Calm With Horses – Film Review
by Hugh Maguire
Director: Nick Rowland
Writer: Joe Murtagh (as Joseph Murtagh)
Stars: Ned Dennehy, Barry Keoghan, Niamh Algar
Many will probably hate this film. It is rough, aggressive, shocking and pervaded by a sense of imminent catastrophe. And then there are the violent moments, and what The New York Times described as a ‘Tarantino-esque climax’. Tarantino can be camp but there is certainly nothing camp here. Instead, there is a grim visceral quality reminding us of an Ireland where gangland feuding results in dismembered body parts deposited strategically across the city.
Set in a fictional Glanbeigh, Co Mayo, Calm with Horses, is no updated iteration of the Quiet Man. There will be no busloads coming to re-live a moment of charm. These are pubs you don’t want to go to and people you don’t want to meet. This is raw, urgent and timely – a harrowing insight into the lives of others, lives that occasionally thrust themselves into our daily consciousness.
Based on a novella by Mayo native, Colin Barrett, itself part of a much-lauded collection of short stories, Young Skins (2013), the story focusses on Douglas Armstrong or Arm (Cosmo Jarvis) the brooding, sometimes menacing and feared enforcer for the local drug-dealing Devers.
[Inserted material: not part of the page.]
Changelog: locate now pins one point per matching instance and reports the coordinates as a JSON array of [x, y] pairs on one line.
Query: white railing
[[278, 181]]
Arm is a hard man with a soft centre. He is not only trapped in this small claustrophobic community but also trapped in the persona of enforcer. He tries to do right by the mother of his child, and their emotionally damaged five-year-old child himself, who only enjoys moments of calm and tranquillity in the company of horses, which gives us the title.
Sticking closely to Barrett’s short story, with a screenplay by Joe Murtagh, the film is a tremendous vote of confidence in new talent on screen. The late Eileen Battersby described Barrett’s writing as a bravura performance in which ‘he simply outwrites many of his peers with a chilling confidence’. This chill factor is brilliantly captured by Nick Rowland in his first feature debut as a director. Cosmo Jarvis, as the main character, carries the film and is the only non-Irish actor on screen. In a latter-day case of Hiberniores Hibernis ipsis (more Irish than the Irish themselves), he went native, living in the west for a stretch, to capture characteristics of accent and delivery which add greatly to his onscreen presence. Surrounded by the unstoppable Barry Keoghan, a culchie version of Love Hate, with convincing and moving support by an accomplished field including Niamh Algar and Ned Dennehy, the film should be compulsory, if uncomfortable, viewing.